In this small-format oil study Pitloo has chosen a high viewpoint, looking out from the shady interior of a vine-clad pergola towards the Castel Nuovo, a noted Neapolitan landmark often referred to as the Maschio Angioino. Facing the viewer are the three distinctive towers of the castle. The towers are flanked at the left by the pinnacle of the harbour lighthouse (Fig. 1). Vesuvius, emitting a light plume of smoke, dominates the background. The study was almost certainly executed en plein air. Pitloo’s handling of the effects of light is highly original in the rendering of the dappled light on the terrace in the foreground and in the treatment of the sun-drenched middle ground and the light-suffused background.

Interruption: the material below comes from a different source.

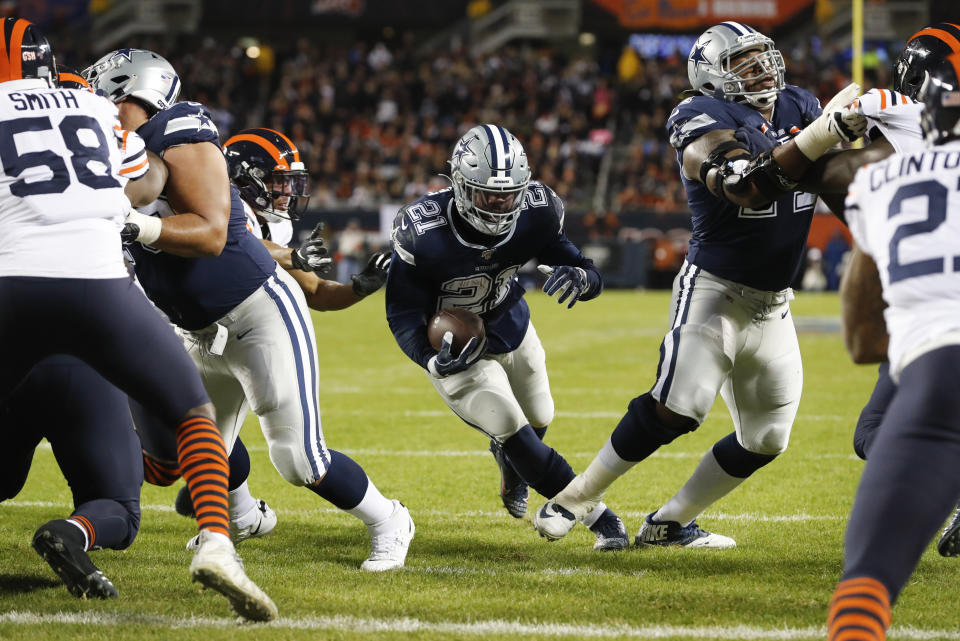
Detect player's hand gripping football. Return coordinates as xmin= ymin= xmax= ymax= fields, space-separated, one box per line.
xmin=350 ymin=252 xmax=390 ymax=298
xmin=290 ymin=221 xmax=333 ymax=274
xmin=537 ymin=265 xmax=590 ymax=309
xmin=427 ymin=332 xmax=486 ymax=378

[1] See Marina Causa Picone and Stefano Causa (eds.), Pitloo. Luci e colori del paesaggio napoletano, exhib. cat., Museo Pignatelli, Naples 2004, pp. 89-118.
[2] Pasquale Villari, writing in 1855, described the ‘Scuola di Posillipo’ as follows: The splendid climate and magnificent scenery surrounding Naples, together with the many foreigners who are always asking for a drawing or painting as a memento, had spurred on a number of painters. The artists of the Accademia spoke of them somewhat disparagingly as the ‘School of Posillipo’, after the place where they lived in order to be close to their foreign clients. Raffaello Causa, ‘The School of Posillipo - La Scuola di Posillipo’, in 19th century landscape painting in Naples. Giacinto Gigante e la Scuola di Posillip, exhib. cat., National Museum of Archaeology Valletta, 23 November 2000-20 January 2001, Naples 2000, p. 14-5. [La bellezza del clima, i paesaggi stupendi che circondano Napoli e i molti forestieri che ne chiedono sempre qualche ricordo disegnato o dipinto, avevano fatto sorgere un certo numero di artisti i quali, come per disprezzo, erano dagli accademici chiamati della «Scuola di Posillipo», dal luogo dove abitavano per essere più vicino ai forestieri.]
[3] Picone and Causa, op. cit., 2004, p. 44.